As chiropractors we often think that the people who present at our practice are only after an immediate outcome to their presenting condition and nothing more. The thought is that people want a adjustment for their given malady and they want the care to be effective, short term and affordable.
Based on that misunderstanding we focus much of our time and attention on mastering our technical skills, we serve them with the best techniques and most appropriate and effective clinical care we can muster. We spend much of our time, money and energy gaining and perfecting our clinical skills. We ensure that our chiropractic colleges teach as much diagnostic and therapeutic science as possible and we structure our continuing education credits to reward attendance at post-graduate seminars that are similarly structured.
Wherever possible we downplay and minimize the ‘soft’ philosophical and human contact side of our profession. We see the doctor/practice member interaction as being a short term phenomenon that has as its goal the resolution of the presenting symptoms in the shortest time possible.
Having attained this we proudly sit back and consider to have provided them with optimum health care consistent with best practice.
Unfortunately this is only a part of people’s needs in a health-care interaction and we pursue this lopsided perception to our detriment. With the rising incidence of litigation it would behoove us to be aware of what people really want in their health care experiences.

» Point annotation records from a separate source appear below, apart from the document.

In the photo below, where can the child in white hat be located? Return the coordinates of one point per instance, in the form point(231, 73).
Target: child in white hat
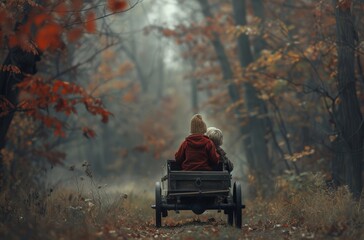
point(216, 136)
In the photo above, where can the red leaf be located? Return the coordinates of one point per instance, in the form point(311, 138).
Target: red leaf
point(116, 5)
point(13, 41)
point(49, 36)
point(61, 9)
point(90, 24)
point(74, 34)
point(40, 18)
point(88, 132)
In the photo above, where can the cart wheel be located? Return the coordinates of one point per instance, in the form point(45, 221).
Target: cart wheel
point(158, 205)
point(237, 201)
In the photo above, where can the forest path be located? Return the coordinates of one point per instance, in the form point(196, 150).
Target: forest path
point(139, 223)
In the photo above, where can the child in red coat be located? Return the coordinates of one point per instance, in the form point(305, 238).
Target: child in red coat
point(197, 152)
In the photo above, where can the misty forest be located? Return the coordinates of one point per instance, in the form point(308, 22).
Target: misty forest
point(96, 98)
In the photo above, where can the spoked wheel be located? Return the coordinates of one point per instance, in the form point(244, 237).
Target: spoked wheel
point(237, 203)
point(158, 205)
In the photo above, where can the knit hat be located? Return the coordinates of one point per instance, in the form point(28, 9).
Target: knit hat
point(198, 125)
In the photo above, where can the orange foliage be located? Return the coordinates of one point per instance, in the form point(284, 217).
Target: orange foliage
point(39, 94)
point(90, 24)
point(49, 36)
point(116, 5)
point(74, 34)
point(61, 9)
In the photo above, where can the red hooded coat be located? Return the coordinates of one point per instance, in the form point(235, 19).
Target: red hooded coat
point(197, 153)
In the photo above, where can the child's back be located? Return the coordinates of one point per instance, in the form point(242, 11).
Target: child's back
point(197, 152)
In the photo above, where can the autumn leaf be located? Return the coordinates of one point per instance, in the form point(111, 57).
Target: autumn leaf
point(88, 132)
point(40, 18)
point(344, 4)
point(61, 9)
point(90, 24)
point(116, 5)
point(13, 41)
point(74, 34)
point(49, 36)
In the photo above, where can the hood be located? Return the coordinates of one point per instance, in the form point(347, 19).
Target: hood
point(197, 140)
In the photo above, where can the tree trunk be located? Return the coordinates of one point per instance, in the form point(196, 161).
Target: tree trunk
point(255, 106)
point(259, 42)
point(26, 62)
point(348, 115)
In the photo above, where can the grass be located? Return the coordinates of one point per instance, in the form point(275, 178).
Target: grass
point(303, 207)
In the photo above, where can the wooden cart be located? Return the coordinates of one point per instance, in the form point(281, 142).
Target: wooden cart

Research published several years ago by a group called ‘American Health Consultants’, indicated that 70% of malpractice cases are not necessarily brought about because of a bad outcome, but because of poor communication. According to a representative of the Picker Institute of Boston, USA., “technical care is essential, but that isn’t all that’s necessary for healing and health. Practice members place a big emphasis on personal and interpersonal experiences during the adjustment process.”

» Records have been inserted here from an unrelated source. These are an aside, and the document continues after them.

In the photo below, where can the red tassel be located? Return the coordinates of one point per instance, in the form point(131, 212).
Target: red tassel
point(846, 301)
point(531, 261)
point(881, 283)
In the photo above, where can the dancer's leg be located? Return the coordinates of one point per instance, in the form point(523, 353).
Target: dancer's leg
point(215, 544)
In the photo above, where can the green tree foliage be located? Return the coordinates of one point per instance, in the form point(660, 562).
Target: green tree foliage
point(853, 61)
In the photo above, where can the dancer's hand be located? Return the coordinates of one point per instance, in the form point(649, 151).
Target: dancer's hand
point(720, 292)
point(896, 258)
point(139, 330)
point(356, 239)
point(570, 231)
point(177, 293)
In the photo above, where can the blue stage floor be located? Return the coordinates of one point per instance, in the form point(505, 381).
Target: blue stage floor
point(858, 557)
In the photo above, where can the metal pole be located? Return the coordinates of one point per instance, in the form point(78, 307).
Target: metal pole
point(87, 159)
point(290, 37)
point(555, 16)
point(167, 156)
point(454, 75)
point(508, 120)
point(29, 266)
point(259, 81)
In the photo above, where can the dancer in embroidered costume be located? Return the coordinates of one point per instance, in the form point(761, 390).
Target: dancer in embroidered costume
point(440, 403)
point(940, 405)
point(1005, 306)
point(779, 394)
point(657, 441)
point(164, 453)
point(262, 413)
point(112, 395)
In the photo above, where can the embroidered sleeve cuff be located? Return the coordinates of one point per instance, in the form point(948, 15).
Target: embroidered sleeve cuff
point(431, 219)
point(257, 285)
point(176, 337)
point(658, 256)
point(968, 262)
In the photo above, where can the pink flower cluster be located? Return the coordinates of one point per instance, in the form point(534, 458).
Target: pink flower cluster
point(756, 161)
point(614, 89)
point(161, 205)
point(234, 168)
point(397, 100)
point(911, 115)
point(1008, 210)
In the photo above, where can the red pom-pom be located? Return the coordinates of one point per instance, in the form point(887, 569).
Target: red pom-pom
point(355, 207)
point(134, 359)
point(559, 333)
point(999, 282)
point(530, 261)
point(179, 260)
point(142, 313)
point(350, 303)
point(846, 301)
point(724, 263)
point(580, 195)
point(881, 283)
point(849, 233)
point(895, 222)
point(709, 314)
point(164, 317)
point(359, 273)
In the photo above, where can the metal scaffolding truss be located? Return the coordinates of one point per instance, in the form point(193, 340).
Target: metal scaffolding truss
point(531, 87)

People want to associate with a person who cares and shows it. According to a study conducted at the University of Southampton, Aldermoor Health Centre, Southampton, UK and published in the BMJ. BMJ 2001;322:468. Practice members prefer communication with doctors, rather than prescriptions. A total of 824 practice members completed a pre-consultation questionnaire about what they wanted the doctor to do in their consultation. The overriding opinion was that they would prefer a “practice member centered approach” to their consultation including good communication, partnership with their doctor and health promotion information – rather than an examination or a prescription.
What are you doing to deliver appropriate care?